Attorney Fees and the American Rule

on 08/25/2015 by Clayton Jipping

Attorneys Fees and the American Rule

When litigating in the United States, the general rule is that each party pays for its own attorney’s fees. This is called the American Rule. This means that the losing party does not pay for the winning party’s attorney’s fees. The reasoning behind this rule is that individuals or organizations should not be prevented from bringing a potentially meritorious case to court due to the fear that should they lose, they will have to pay the attorney’s fees of the opposing party.

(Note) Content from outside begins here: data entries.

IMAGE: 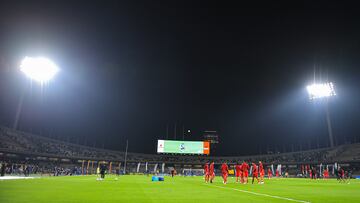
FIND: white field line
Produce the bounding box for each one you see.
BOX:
[206,184,310,203]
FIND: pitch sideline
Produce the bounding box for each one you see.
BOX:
[204,184,311,203]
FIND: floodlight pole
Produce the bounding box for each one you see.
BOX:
[325,101,334,147]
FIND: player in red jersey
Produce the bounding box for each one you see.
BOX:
[235,163,242,183]
[259,161,265,184]
[221,162,229,184]
[323,169,329,179]
[204,163,210,183]
[251,163,259,184]
[268,168,272,179]
[209,162,215,183]
[241,161,250,184]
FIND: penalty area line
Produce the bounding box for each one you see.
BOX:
[205,184,310,203]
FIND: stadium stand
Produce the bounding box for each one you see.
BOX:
[0,127,360,175]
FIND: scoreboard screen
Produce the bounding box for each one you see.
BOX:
[157,140,210,155]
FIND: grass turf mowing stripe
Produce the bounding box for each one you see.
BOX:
[204,184,310,203]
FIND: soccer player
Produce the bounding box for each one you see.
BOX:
[268,168,272,179]
[323,169,329,179]
[241,161,250,184]
[251,163,260,184]
[209,162,215,183]
[204,163,210,183]
[259,161,265,184]
[235,163,242,183]
[221,162,229,184]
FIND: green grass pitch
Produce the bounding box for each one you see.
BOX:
[0,175,360,203]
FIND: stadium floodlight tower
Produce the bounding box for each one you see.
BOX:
[13,56,59,130]
[306,82,336,147]
[20,57,59,84]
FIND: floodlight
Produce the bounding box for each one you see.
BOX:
[20,57,59,83]
[306,82,336,99]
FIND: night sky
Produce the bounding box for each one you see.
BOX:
[0,1,360,155]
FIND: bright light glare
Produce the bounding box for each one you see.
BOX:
[306,82,336,99]
[20,57,59,83]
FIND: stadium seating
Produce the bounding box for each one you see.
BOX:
[0,127,360,177]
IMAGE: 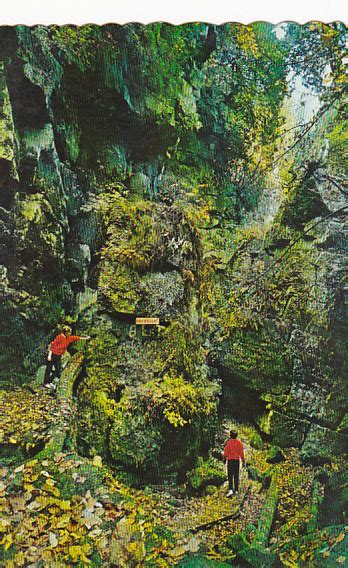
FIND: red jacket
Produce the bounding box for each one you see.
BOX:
[224,438,244,461]
[50,333,81,355]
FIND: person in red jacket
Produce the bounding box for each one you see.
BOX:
[44,326,90,388]
[224,430,245,497]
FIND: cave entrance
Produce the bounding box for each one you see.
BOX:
[218,367,267,425]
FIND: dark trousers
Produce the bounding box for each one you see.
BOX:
[227,460,239,491]
[44,353,62,385]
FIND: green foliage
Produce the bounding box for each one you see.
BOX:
[186,458,226,494]
[51,24,101,70]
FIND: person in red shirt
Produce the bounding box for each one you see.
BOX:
[224,430,245,497]
[44,326,90,388]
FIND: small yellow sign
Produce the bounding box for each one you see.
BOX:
[135,318,159,325]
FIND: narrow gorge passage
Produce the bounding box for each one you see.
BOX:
[0,22,348,568]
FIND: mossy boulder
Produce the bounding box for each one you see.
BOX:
[186,458,226,495]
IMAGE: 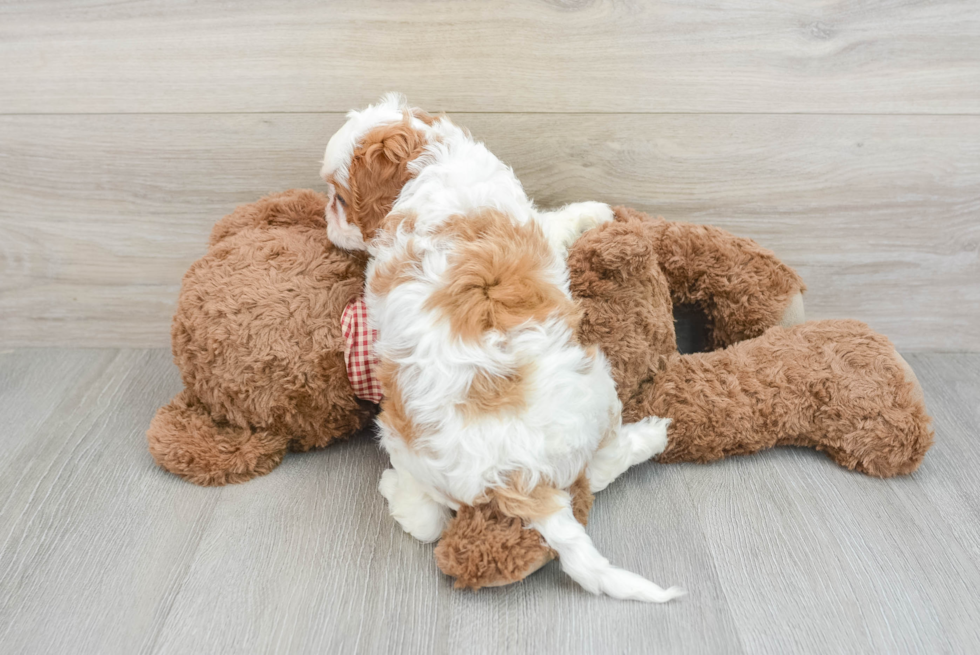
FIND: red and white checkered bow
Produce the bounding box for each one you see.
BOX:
[340,296,381,403]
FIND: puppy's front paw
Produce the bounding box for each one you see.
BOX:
[378,469,450,542]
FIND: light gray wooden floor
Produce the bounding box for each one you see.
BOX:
[0,349,980,653]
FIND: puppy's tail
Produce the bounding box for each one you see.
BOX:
[530,494,686,603]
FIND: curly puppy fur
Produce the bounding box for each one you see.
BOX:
[147,190,376,485]
[436,214,933,589]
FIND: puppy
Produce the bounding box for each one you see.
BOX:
[321,94,683,602]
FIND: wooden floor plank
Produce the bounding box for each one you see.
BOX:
[0,350,221,654]
[690,354,980,653]
[0,350,980,653]
[0,0,980,113]
[0,114,980,350]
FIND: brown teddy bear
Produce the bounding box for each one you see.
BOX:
[147,190,932,588]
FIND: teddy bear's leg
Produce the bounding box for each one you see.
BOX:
[435,475,595,589]
[538,202,613,257]
[146,389,289,486]
[623,321,933,477]
[588,416,670,493]
[614,207,806,348]
[378,468,451,543]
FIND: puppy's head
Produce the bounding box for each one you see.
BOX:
[320,93,433,250]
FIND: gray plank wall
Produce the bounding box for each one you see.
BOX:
[0,0,980,351]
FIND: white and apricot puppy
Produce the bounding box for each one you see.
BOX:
[321,95,682,602]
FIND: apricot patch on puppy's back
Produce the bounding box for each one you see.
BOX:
[488,475,563,521]
[369,239,422,296]
[425,210,576,341]
[378,359,419,445]
[456,365,531,420]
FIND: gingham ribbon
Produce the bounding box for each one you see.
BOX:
[340,296,381,403]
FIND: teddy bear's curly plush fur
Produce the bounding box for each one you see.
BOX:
[147,191,376,485]
[147,190,932,588]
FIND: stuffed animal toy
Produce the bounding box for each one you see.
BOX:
[147,190,932,589]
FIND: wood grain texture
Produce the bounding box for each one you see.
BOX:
[0,349,980,655]
[0,0,980,113]
[0,114,980,350]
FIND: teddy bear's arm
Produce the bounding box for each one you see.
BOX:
[623,320,933,477]
[615,207,806,348]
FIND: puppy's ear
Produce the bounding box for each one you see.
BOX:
[347,114,425,241]
[382,121,425,164]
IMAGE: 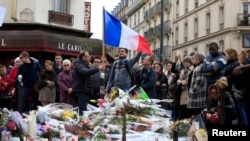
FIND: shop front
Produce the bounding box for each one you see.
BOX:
[0,24,102,65]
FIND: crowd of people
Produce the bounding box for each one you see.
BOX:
[0,42,250,125]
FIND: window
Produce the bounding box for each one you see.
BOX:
[243,2,250,14]
[220,6,225,29]
[185,0,188,13]
[194,18,199,38]
[176,0,179,18]
[175,27,179,45]
[194,0,199,8]
[207,13,211,34]
[219,40,224,52]
[194,47,198,52]
[206,44,210,55]
[242,2,250,25]
[184,23,188,42]
[242,34,250,48]
[54,0,69,13]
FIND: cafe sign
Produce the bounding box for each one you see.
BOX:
[0,30,102,55]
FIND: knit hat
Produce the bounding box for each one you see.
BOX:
[183,55,193,65]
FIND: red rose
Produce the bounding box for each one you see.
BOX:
[6,121,16,131]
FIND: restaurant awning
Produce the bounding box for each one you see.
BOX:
[0,30,102,55]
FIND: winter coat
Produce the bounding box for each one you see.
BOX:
[72,58,99,96]
[37,70,57,102]
[57,70,78,107]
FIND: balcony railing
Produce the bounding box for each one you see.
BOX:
[126,0,147,16]
[144,28,155,40]
[48,11,74,25]
[120,14,127,22]
[154,20,171,35]
[144,6,157,20]
[237,13,250,26]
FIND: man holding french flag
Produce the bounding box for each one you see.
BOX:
[103,9,153,92]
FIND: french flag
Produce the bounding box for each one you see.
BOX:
[103,9,153,55]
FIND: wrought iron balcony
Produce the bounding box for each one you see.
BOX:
[163,0,172,9]
[49,11,74,25]
[126,0,147,16]
[154,20,171,35]
[144,28,155,40]
[144,6,157,20]
[237,13,250,26]
[120,14,127,22]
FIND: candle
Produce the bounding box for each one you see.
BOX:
[28,111,36,139]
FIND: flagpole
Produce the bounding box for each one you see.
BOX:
[102,6,106,63]
[100,7,106,95]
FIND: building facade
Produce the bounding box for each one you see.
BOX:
[173,0,250,55]
[0,0,102,65]
[112,0,173,60]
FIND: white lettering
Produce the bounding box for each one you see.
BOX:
[212,129,218,136]
[1,39,7,47]
[58,42,65,49]
[58,42,93,53]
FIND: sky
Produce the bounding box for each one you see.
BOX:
[86,0,121,40]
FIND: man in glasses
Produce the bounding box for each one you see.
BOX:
[105,48,142,93]
[72,51,105,115]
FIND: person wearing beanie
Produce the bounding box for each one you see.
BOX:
[175,56,194,119]
[9,57,21,110]
[183,55,193,65]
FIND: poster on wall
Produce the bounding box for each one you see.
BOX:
[84,2,91,32]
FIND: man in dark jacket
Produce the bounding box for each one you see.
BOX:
[16,51,43,113]
[53,53,63,102]
[73,51,105,115]
[135,56,157,98]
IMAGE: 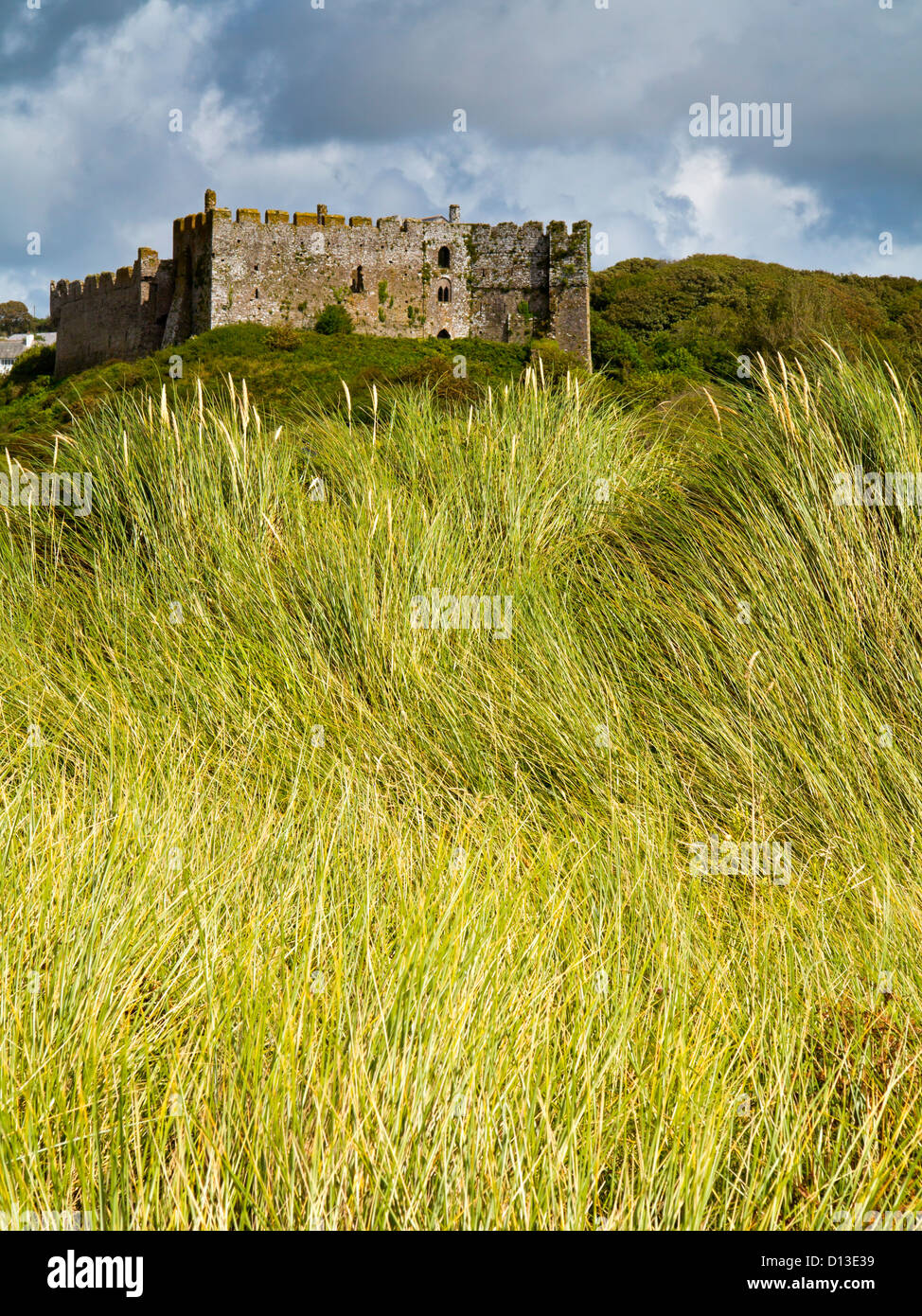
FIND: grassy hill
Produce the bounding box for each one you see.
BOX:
[591,256,922,392]
[0,347,922,1231]
[0,324,559,460]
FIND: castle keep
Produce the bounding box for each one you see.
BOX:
[51,191,589,377]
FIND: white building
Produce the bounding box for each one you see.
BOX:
[0,331,58,375]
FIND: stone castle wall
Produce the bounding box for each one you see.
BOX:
[51,191,589,375]
[50,247,173,377]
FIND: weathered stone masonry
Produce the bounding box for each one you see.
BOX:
[51,191,589,377]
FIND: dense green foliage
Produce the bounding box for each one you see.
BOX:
[591,248,922,391]
[0,324,530,450]
[314,301,352,333]
[0,355,922,1229]
[0,301,51,337]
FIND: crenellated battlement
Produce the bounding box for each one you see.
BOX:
[50,188,589,374]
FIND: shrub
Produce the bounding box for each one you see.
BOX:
[7,342,54,384]
[530,338,588,379]
[266,321,301,351]
[314,303,352,333]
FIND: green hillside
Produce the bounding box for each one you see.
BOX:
[0,324,558,449]
[591,256,922,391]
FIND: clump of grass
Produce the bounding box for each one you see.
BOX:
[0,354,922,1229]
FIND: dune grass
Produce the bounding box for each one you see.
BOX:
[0,351,922,1229]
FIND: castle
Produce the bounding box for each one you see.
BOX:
[51,189,589,378]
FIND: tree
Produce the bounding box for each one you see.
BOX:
[314,303,352,333]
[0,301,33,334]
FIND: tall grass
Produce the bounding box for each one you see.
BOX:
[0,351,922,1229]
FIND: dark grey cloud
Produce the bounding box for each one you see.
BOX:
[0,0,922,315]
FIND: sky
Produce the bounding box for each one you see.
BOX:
[0,0,922,314]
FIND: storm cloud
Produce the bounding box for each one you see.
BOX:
[0,0,922,313]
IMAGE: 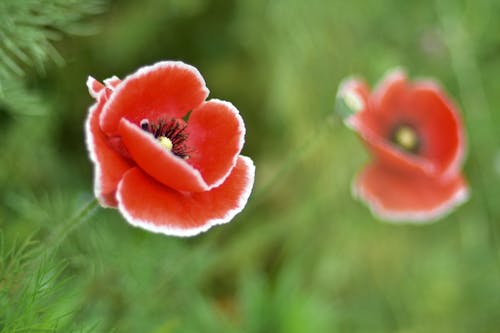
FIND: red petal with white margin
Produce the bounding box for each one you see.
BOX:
[353,164,468,222]
[353,70,464,175]
[118,156,255,236]
[120,119,209,192]
[85,97,133,207]
[186,99,245,188]
[100,61,208,136]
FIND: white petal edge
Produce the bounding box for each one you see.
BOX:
[99,60,210,132]
[351,174,469,225]
[86,75,104,99]
[85,102,112,208]
[117,155,255,237]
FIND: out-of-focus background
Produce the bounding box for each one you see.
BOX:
[0,0,500,333]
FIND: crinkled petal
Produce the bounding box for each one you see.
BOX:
[118,156,255,236]
[186,99,245,188]
[85,96,133,207]
[407,81,465,175]
[100,61,208,136]
[120,119,209,192]
[353,164,468,222]
[352,70,465,176]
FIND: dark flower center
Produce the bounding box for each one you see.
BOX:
[140,118,191,159]
[390,124,420,154]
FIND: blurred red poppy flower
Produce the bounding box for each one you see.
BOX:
[337,70,468,222]
[85,61,255,236]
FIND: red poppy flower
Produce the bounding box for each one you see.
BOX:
[338,70,468,222]
[85,61,255,236]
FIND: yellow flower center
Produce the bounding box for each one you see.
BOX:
[391,125,420,153]
[158,136,174,150]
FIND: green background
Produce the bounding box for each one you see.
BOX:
[0,0,500,333]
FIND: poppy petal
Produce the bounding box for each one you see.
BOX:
[100,61,208,136]
[186,99,245,188]
[353,164,468,222]
[114,156,255,236]
[408,81,465,175]
[351,70,465,176]
[87,76,104,99]
[120,118,208,192]
[85,97,132,207]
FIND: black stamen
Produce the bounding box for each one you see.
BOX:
[140,118,192,159]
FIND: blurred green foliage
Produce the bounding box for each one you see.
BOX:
[0,0,500,333]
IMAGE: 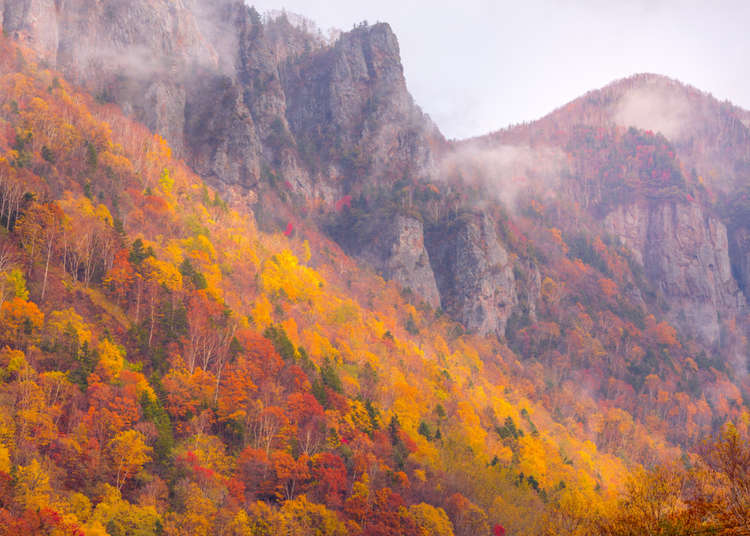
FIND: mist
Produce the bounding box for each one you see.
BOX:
[439,143,567,210]
[613,85,691,141]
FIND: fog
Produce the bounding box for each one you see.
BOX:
[248,0,750,138]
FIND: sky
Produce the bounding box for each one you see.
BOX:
[247,0,750,139]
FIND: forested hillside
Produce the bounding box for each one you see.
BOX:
[0,5,750,536]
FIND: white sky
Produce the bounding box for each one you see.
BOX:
[246,0,750,138]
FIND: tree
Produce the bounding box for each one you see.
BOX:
[108,430,151,490]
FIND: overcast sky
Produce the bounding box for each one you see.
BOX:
[247,0,750,138]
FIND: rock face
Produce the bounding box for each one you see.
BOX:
[729,227,750,298]
[427,214,518,335]
[605,202,745,343]
[0,0,458,314]
[355,215,440,307]
[0,0,444,200]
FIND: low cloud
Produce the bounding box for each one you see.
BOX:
[439,143,566,210]
[614,85,691,141]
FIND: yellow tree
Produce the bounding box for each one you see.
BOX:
[108,430,151,490]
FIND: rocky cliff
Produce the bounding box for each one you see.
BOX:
[605,202,745,343]
[427,214,518,335]
[0,0,750,348]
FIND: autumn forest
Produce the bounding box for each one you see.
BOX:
[0,3,750,536]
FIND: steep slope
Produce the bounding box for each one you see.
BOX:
[0,2,750,536]
[476,75,750,344]
[0,35,640,536]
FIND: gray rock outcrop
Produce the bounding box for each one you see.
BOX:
[427,214,518,336]
[605,201,745,343]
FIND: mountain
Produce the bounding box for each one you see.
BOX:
[0,0,750,536]
[464,74,750,343]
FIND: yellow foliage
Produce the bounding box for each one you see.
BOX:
[260,250,323,302]
[409,503,453,536]
[252,294,273,331]
[16,459,52,509]
[97,340,125,381]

As with many other legal concepts or rules, there are exceptions to the American Rule. One is the statutory exception. Some states have statutes that allow for the winner of certain causes of action to recover attorney’s fees from the losing side. For example, the North Carolina General Statutes allow a prevailing party to recover attorney’s fees from the losing party in an action brought under Chapter 75 of the Unfair and Deceptive Acts law, and in Michigan a prevailing party to a statutory conversion claim brought under M.C.L. 600.2919a may be awarded attorney’s fees. A second exception to the American Rule is the contractual exception, where the parties in a lawsuit have a contractual arrangement which dictates how attorney’s fees will be assessed in potential litigation.

The opposite of the American Rule is the English Rule, which requires the losing party to pay the prevailing party’s attorney’s fees. This is not the default rule in the United States, but has been suggested as a potential means of tort reform.